Who’s Anti-War Now?

I am. Principles aren’t principles unless they’re consistent. Now that the White House and Congress have changed hands since 2006, it’s interesting to see politicians and pundits on both sides of the ledger flipping and flopping.

Still, the world is not two-dimensional and those who pretend it is do an injustice to reality. I’m willing to give Barack Obama some limited benefit of the doubt on America’s two wars because he inherited them from George W. Bush.

Now that he is president, Mr. Obama has the duty to direct US war policy in ways that are sane and in keeping with America’s constitutional values. As Richard Nixon said about Vietnam when he assumed the presidency, “This is Johnson’s war, but in six months, it will be mine.” It was, and he didn’t do a good job with it.

War is rarely noble. If any war approaches nobility, it was World War II and because of that, I think Americans have been confused about war since. Because we were clearly the “good guys” in that war, we tend to reflexively think of ourselves as “good guys” in all subsequent wars.

We have not been the good guys in Iraq. That war is a brutal, stupid mistake. Mr. Obama gets partial credit for promising to draw down our troops in Iraq and for promising to close the prison at Guantanamo Bay. He’ll get full credit when he makes good on those promises.

Afghanistan is another story. I don’t think our cause there is noble, I do think it’s necessary.

We face a handful of unpalatable choices in Afghanistan. We don’t want the Taliban to take over and make the country a haven for terrorists nor do we want the country to descend into the warlordism and opium production that preceded the Taliban’s first takeover. The Karzai government we’ve supported is hopelessly corrupt and incompetent (very much like the disastrous Diem regime in South Vietnam).

What’s the solution? I don’t know. I do know Donald Rumsfeld’s massive bombing campaign that opened the Afghan war was stupid and brutal, like the Iraq mistake. Somehow, we have to find a way to make Afghanistan stable, governed by people who are a threat to neither Afghan citizens nor other countries. I know getting there from here will be a long process and will entail the goodwill of many nations, both in the region and around the world.

The Afghans have had poor to terrible governments as long as history can record. It is understandable, given their plight, that the Afghan people have little or no hope for a decent society (or would even know what one looks like), so we have to have that hope for them. If we are to have a policy – a war policy, a foreign policy – that is worthy of the United States of America, then we need to have as our goal the stability of Afghan nation and the well being of the Afghan people. We need to help them stand until they can stand on their own.

General David Petraeus was in Washington yesterday, asking for more troops.
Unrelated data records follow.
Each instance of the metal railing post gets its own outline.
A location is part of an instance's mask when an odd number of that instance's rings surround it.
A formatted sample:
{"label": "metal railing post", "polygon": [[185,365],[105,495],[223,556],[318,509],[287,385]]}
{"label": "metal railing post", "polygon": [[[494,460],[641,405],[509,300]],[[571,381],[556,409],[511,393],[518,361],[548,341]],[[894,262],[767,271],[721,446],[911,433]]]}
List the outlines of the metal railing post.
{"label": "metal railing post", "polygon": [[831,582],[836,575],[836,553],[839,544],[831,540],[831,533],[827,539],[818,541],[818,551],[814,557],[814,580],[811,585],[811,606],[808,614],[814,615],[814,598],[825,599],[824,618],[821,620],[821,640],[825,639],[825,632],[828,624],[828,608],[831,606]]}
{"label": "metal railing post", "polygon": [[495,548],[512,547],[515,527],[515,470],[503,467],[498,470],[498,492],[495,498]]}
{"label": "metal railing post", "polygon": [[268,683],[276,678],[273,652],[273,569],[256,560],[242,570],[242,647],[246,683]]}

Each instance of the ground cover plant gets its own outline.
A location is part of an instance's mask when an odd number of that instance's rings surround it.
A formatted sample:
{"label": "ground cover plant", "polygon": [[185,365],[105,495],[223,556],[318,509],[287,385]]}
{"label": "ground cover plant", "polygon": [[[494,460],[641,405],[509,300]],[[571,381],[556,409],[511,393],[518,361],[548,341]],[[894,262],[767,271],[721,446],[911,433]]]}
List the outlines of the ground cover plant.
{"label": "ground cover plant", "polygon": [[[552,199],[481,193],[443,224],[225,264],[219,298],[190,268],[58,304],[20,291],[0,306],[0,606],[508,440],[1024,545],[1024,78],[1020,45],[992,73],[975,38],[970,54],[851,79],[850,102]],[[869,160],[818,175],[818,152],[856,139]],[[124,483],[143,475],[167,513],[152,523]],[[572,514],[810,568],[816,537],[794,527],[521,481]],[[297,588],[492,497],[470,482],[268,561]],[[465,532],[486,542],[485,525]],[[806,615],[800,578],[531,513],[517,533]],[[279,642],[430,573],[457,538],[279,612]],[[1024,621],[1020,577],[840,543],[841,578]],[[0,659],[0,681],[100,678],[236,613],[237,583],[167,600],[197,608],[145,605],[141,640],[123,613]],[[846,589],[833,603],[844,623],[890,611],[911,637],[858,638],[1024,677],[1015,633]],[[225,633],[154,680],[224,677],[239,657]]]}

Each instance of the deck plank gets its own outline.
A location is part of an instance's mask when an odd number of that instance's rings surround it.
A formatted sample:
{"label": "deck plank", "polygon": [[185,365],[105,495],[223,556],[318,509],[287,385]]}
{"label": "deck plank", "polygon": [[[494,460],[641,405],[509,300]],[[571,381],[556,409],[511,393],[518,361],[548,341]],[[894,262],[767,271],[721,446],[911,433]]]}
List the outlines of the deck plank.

We will soon have 68,000 troops in Afghanistan and Gen. Petraeus would like another 10,000 on top of that. Many of these troops have been rotating on and off combat duty for seven and a half years. Stateside lives are in tatters; many suffer from post-traumatic stress. All of us owe these men and women a huge debt and we should not scant on paying it. They have sacrificed greatly and deserve our support.

President Obama seems intent on extracting us from a foolish and unnecessary war. The other war, the unwelcome but necessary war, he seems determined to fight as wars should be fought, with sadness and determination.